Un juge californien a ordonné mercredi la mise en détention de l’ancien président péruvien Alejandro Toledo en vue de préparer son extradition vers le Pérou, où il est accusé de corruption.

Aujourd’hui âgé de 77 ans, M. Toledo a été chef d’Etat entre 2001 et 2006.

La justice péruvienne le réclame car il est soupçonné d’avoir perçu des dizaines de millions de dollars du groupe de construction brésilien Odebrecht, au coeur d’un vaste scandale en Amérique du Sud, en échange de l’obtention de marchés publics.

Une cour d’appel a rejeté mardi un énième recours de l’ex-président pour tenter d’empêcher son extradition, que le Pérou réclame depuis 2018 et qui a été autorisée par Washington en février.

Dans la foulée, un juge de San Francisco a ordonné mercredi son incarcération.

L’avocat de M. Toledo « a déclaré qu’il ne formerait pas d’autre recours » en appel, a fait savoir le juge dans sa décision.

L’ex-président, qui risque jusqu’à 20 ans de prison au Pérou, est donc censé se rendre vendredi matin au palais de justice de San José pour être écroué.

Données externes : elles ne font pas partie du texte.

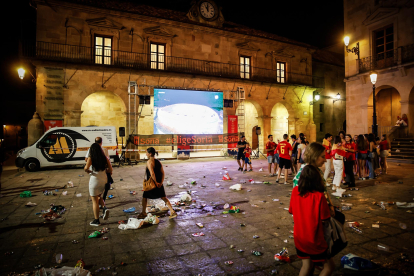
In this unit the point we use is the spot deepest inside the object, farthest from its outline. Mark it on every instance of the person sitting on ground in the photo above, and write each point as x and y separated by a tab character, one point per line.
402	121
285	151
241	145
311	214
155	171
247	160
100	164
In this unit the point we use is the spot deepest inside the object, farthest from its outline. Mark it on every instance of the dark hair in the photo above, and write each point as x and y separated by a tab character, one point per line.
152	151
99	161
310	180
371	137
337	140
361	145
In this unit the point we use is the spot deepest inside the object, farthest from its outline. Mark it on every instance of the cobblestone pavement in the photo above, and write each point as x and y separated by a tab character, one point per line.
169	248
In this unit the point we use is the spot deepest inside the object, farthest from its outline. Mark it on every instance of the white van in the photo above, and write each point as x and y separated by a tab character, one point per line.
66	146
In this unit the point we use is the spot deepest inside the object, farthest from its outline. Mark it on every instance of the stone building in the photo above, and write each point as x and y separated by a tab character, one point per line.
382	39
86	53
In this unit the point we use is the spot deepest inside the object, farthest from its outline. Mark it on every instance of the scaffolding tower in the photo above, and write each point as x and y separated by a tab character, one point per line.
240	96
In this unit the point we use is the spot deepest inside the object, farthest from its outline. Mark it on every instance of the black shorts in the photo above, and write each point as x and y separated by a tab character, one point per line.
284	163
318	258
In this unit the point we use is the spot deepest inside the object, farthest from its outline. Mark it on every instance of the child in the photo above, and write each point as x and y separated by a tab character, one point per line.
247	160
285	151
310	212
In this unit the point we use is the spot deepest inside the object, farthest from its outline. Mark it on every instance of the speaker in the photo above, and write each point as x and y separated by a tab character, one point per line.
121	132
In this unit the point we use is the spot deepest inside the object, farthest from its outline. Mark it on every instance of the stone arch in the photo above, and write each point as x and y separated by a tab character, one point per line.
411	112
253	116
388	107
279	123
103	108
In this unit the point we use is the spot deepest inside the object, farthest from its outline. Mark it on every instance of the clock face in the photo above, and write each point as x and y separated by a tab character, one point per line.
207	10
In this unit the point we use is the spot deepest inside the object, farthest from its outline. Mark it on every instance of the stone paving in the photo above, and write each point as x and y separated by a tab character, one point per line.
169	248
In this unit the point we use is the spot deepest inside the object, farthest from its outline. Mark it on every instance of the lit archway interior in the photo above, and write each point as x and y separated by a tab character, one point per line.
280	123
103	109
388	107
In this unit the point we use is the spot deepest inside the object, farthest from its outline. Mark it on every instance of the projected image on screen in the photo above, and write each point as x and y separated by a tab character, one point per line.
188	112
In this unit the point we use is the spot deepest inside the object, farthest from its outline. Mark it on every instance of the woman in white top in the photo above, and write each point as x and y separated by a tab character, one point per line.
100	165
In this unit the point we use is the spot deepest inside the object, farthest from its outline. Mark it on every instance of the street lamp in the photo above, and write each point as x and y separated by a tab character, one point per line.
373	77
354	50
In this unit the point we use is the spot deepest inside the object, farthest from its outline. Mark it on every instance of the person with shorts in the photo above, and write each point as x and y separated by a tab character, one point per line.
270	152
247	160
311	214
284	149
241	145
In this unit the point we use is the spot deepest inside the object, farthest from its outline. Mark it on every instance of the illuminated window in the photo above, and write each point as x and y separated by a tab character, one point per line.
103	50
281	72
245	67
384	43
157	56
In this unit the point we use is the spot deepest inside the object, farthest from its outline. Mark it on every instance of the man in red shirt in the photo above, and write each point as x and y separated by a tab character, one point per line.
327	144
284	149
270	150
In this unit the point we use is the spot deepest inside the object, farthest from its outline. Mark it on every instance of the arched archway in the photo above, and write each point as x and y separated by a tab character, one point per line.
388	107
103	108
253	117
279	124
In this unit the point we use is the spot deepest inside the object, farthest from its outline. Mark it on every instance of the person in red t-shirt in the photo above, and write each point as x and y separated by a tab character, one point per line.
310	212
270	151
284	149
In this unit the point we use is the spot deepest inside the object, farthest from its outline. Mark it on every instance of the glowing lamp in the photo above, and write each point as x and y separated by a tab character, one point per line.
346	41
373	77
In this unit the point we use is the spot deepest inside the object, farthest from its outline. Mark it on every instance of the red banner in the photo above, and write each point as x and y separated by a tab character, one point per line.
232	127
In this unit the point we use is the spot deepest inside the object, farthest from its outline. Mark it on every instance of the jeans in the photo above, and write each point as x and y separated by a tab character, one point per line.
349	172
327	168
339	168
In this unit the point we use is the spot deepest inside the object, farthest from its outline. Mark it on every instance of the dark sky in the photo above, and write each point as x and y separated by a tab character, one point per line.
319	23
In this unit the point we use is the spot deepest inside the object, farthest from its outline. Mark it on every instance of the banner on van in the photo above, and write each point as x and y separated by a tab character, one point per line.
184	139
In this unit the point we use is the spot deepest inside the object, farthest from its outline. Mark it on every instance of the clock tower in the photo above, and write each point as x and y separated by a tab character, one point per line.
206	12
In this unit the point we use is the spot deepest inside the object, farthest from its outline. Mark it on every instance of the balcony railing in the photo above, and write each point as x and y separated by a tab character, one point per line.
140	61
396	57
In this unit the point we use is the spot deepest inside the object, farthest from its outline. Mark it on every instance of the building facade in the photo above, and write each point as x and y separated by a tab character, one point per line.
382	39
86	53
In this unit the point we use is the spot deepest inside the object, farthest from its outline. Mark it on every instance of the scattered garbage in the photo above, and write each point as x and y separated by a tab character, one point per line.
236	187
134	223
383	247
283	255
129	210
354	262
26	194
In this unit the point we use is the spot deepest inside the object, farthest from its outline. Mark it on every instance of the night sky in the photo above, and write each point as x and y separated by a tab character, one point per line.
319	23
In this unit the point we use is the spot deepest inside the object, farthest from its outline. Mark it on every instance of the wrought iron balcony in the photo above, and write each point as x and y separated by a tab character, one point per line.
388	59
141	61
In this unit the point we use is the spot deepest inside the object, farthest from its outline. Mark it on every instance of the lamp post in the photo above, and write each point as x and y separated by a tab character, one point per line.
373	77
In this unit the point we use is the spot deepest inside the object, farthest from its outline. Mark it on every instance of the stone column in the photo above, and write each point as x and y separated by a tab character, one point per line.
35	129
72	118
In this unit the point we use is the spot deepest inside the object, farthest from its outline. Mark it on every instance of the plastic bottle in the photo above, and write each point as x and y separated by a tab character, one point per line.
383	247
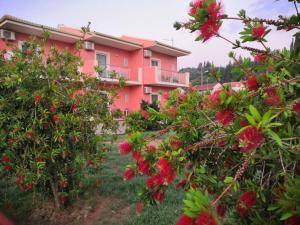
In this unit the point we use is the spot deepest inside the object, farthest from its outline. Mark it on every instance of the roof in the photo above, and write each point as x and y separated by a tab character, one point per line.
205	87
27	27
71	35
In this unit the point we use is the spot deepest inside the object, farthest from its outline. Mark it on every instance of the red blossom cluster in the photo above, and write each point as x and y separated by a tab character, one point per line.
272	98
250	139
211	25
125	148
251	83
246	202
258	31
225	117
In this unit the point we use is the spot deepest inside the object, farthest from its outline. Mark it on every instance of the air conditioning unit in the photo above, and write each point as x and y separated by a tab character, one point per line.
147	53
147	90
88	45
8	35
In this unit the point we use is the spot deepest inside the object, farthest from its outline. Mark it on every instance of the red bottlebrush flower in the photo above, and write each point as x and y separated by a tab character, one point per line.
225	117
173	112
181	184
137	156
52	107
182	97
140	207
29	135
294	220
206	218
154	182
145	114
246	202
159	196
243	123
144	168
259	31
74	108
5	159
272	99
7	168
166	95
125	148
296	107
228	162
250	139
175	143
209	29
185	220
260	58
214	11
251	83
195	6
221	210
62	199
63	184
56	119
29	52
151	148
46	126
20	180
214	98
128	174
37	99
163	165
27	187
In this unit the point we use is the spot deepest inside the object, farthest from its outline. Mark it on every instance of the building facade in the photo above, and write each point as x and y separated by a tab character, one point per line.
148	67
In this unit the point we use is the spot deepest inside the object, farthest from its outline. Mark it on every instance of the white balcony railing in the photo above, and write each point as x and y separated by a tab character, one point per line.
114	72
172	77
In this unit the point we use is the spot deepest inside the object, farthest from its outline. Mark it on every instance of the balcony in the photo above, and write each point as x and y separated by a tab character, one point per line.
158	77
112	74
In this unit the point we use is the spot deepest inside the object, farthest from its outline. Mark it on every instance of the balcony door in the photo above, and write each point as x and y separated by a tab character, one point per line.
102	63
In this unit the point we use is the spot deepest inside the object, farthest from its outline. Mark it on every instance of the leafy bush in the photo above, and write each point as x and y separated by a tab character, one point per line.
48	116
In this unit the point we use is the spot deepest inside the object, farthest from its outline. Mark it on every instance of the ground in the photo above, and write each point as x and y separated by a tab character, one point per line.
113	202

Il avait été arrêté en 2019 aux Etats-Unis, où il résidait après avoir travaillé à l’université de Stanford. Initialement incarcéré, il avait ensuite été assigné à résidence à son domicile de San Francisco, avec obligation de porter un bracelet électronique.

Poursuivi pour corruption et blanchiment d’argent au Pérou, M. Toledo clame son innocence. Un de ses anciens collaborateurs, ainsi qu’un ex-représentant du géant du BTP Odebrecht, affirment eux qu’il a reçu des pots-de-vin de l’argent de la part du groupe.